Une filière qui va à contre-courant des autres productions agricoles
Dans un contexte où la balance commerciale agricole française se dégrade pour beaucoup de produits, la pomme de terre fait figure d’exception. Ses performances à l’export vont clairement à contre-courant de la tendance globale.
Pourquoi cette réussite ? Plusieurs facteurs se combinent. La France dispose de capacités productives élevées, avec des rendements compétitifs et des surfaces importantes. La filière a aussi investi dans des outils de stockage, de tri et de conditionnement performants. La logistique s’est structurée pour répondre rapidement aux demandes, qu’elles viennent d’une usine en Belgique ou d’un marché de gros en Espagne.
S’y ajoutent une forte exigence qualité et une véritable expertise à tous les maillons : sélection variétale, conduite culturale, récolte, conservation, commercialisation. Au final, la pomme de terre française offre une image fiable. Un produit régulier, disponible en volumes, avec plusieurs segments possibles : industrie, frais, transformation.
Plus de volume mais une valeur en léger recul
Tout n’est pas parfait pour autant. Si les volumes exportés battent des records, la valeur totale, elle, recule légèrement. Sur la campagne 2024-2025, les exportations en valeur ont diminué d’environ 6 % par rapport à l’année précédente.

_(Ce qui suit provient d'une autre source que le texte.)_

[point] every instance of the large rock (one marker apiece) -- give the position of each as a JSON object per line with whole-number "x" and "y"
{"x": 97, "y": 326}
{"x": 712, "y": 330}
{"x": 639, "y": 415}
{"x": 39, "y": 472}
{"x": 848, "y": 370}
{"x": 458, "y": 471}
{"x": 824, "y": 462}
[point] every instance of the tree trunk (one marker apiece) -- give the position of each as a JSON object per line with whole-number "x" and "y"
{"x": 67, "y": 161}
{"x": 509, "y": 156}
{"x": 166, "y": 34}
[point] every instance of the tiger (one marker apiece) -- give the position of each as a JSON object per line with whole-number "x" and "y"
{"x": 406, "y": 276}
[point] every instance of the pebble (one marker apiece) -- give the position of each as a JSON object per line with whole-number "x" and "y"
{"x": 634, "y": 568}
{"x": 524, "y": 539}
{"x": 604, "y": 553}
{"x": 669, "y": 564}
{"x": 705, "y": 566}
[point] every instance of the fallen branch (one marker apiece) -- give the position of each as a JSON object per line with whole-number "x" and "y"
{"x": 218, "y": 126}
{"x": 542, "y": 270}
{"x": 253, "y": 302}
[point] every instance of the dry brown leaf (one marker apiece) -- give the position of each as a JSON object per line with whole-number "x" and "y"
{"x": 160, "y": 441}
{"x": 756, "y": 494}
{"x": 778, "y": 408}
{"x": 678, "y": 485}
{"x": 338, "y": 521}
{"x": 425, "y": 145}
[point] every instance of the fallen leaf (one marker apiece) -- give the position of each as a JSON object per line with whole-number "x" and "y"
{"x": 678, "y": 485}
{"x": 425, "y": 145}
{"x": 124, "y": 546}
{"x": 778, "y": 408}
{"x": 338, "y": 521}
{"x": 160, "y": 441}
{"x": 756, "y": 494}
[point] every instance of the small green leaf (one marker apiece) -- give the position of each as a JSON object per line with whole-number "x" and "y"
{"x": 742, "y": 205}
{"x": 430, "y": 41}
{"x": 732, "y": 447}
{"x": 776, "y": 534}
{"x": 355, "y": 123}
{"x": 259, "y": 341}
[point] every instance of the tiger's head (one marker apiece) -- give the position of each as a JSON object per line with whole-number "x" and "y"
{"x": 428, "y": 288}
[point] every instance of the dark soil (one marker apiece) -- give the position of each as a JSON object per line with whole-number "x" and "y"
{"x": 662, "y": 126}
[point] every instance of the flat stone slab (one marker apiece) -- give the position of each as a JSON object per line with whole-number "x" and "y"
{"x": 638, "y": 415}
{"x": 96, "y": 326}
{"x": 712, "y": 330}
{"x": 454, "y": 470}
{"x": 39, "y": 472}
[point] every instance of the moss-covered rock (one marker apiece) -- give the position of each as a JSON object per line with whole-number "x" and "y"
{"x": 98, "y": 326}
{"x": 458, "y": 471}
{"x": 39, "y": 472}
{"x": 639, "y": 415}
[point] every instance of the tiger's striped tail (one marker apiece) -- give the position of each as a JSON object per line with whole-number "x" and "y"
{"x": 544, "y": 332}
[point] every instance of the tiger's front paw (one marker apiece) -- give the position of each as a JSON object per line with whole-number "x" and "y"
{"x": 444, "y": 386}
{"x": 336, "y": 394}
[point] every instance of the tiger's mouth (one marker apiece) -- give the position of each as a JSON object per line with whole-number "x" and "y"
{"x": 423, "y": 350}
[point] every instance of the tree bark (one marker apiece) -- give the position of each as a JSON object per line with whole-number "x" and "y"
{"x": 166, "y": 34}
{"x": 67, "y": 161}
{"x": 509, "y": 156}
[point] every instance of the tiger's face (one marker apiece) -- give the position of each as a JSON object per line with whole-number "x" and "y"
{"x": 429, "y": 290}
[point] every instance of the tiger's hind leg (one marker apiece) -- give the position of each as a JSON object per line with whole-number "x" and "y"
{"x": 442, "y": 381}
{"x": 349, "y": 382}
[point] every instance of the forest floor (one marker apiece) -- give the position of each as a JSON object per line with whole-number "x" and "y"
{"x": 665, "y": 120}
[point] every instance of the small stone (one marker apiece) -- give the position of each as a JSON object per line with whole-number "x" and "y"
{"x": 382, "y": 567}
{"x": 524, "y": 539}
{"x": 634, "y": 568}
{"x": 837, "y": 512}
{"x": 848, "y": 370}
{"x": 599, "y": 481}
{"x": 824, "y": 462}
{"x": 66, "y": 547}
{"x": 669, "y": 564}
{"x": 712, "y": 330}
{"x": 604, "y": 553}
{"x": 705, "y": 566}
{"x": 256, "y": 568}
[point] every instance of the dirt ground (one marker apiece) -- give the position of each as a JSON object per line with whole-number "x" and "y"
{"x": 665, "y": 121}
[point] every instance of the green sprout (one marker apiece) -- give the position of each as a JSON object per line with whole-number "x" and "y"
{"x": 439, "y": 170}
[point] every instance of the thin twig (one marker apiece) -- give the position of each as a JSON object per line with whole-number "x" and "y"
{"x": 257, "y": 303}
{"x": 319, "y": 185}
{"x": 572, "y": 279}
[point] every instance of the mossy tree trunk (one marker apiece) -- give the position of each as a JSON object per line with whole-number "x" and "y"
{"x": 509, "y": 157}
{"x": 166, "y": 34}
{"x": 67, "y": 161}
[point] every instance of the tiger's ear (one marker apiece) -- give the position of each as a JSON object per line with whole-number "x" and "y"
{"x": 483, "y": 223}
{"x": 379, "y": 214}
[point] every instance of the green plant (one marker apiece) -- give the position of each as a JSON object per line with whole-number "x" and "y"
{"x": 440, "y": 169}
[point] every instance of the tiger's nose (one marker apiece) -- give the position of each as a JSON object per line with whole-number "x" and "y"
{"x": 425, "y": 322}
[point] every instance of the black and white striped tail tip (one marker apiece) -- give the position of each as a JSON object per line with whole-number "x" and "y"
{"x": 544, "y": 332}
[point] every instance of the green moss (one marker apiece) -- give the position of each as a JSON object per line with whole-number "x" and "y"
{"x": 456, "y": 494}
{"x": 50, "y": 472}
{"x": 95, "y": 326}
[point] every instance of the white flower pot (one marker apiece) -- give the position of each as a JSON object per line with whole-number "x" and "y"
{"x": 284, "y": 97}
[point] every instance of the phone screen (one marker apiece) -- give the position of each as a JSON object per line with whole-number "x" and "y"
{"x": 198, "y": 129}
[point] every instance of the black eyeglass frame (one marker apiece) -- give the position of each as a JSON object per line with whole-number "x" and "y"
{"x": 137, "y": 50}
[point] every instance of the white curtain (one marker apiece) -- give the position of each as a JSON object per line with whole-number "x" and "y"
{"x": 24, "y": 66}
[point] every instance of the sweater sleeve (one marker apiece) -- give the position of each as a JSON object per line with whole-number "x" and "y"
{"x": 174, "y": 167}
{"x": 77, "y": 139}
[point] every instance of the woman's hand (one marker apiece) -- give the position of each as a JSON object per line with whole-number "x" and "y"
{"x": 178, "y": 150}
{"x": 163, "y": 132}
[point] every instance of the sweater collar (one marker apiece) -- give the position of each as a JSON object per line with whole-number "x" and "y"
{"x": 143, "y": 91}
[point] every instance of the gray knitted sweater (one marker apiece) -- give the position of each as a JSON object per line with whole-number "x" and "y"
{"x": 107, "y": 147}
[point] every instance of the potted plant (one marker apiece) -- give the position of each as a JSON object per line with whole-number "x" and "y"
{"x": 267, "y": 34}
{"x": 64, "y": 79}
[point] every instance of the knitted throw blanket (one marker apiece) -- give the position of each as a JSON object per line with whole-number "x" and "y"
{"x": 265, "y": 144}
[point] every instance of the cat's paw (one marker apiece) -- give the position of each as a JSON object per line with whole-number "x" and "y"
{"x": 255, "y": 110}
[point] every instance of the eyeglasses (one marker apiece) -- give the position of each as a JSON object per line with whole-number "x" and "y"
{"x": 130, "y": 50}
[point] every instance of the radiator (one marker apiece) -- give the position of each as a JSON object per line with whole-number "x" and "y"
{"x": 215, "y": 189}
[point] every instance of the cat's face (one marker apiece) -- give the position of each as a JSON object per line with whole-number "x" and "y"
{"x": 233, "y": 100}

Ce décalage entre volume et valeur traduit une moindre valorisation moyenne de la pomme de terre. Les prix ont été plus contenus, même si le dynamisme reste notable. La France signe quand même sa deuxième meilleure campagne en valeur à l’export sur les cinq dernières années.
Dans le détail, seules les ventes vers l’Allemagne et la Grèce progressent en valeur, avec des hausses respectives d’environ 11 % et 8 %. Sur ces marchés, la combinaison prix et volume reste donc plutôt favorable.
Des importations en forte hausse, mais surtout pour l’industrie
Autre élément important pour comprendre la place de la France dans la filière mondiale : elle n’est pas seulement exportatrice. Elle importe aussi des pommes de terre. Et ces importations ont fortement augmenté, d’environ 24 % en volume sur un an.
Les principales origines sont la Belgique, l’Allemagne et les Pays-Bas. Ces flux servent surtout à alimenter les outils industriels installés en France. Les usines de transformation ont besoin de volumes réguliers, parfois au-delà de la seule production nationale disponible à certains moments.
Les données confirment cette tendance : les importations destinées aux usines augmentent nettement. Le Royaume-Uni apparaît aussi comme un fournisseur en nette hausse sur cette campagne. À l’inverse, les importations en provenance du Sud de l’Europe, notamment d’Espagne et d’Italie, se contractent nettement. Ces produits sont plutôt orientés vers le marché du frais et subissent davantage la concurrence de la production française.
Ce que cela signifie pour l’avenir de la pomme de terre française
Voir la France confirmer son statut de premier exportateur mondial de pommes de terre en volume n’est pas anodin. Cela montre que la filière a su se structurer, se moderniser et gagner sa place dans une concurrence internationale très forte.
La demande industrielle européenne reste un moteur majeur. Tant que les usines de transformation tourneront à plein régime en Belgique, aux Pays-Bas ou en France, la pomme de terre française conservera un rôle central. Mais les enjeux se déplacent peu à peu. Qualité, segmentation des marchés, adaptation climatique, valorisation des pratiques agricoles plus durables : tout cela pèsera de plus en plus.
Pour le consommateur, derrière une simple barquette de pommes de terre, il y a donc une histoire bien plus large. Celle d’une filière qui exporte massivement, importe pour nourrir ses propres usines, et cherche en permanence l’équilibre entre volume et valeur. Et pour la France, c’est aussi un signal positif : dans ce secteur, le pays reste une référence mondiale, respectée et recherchée.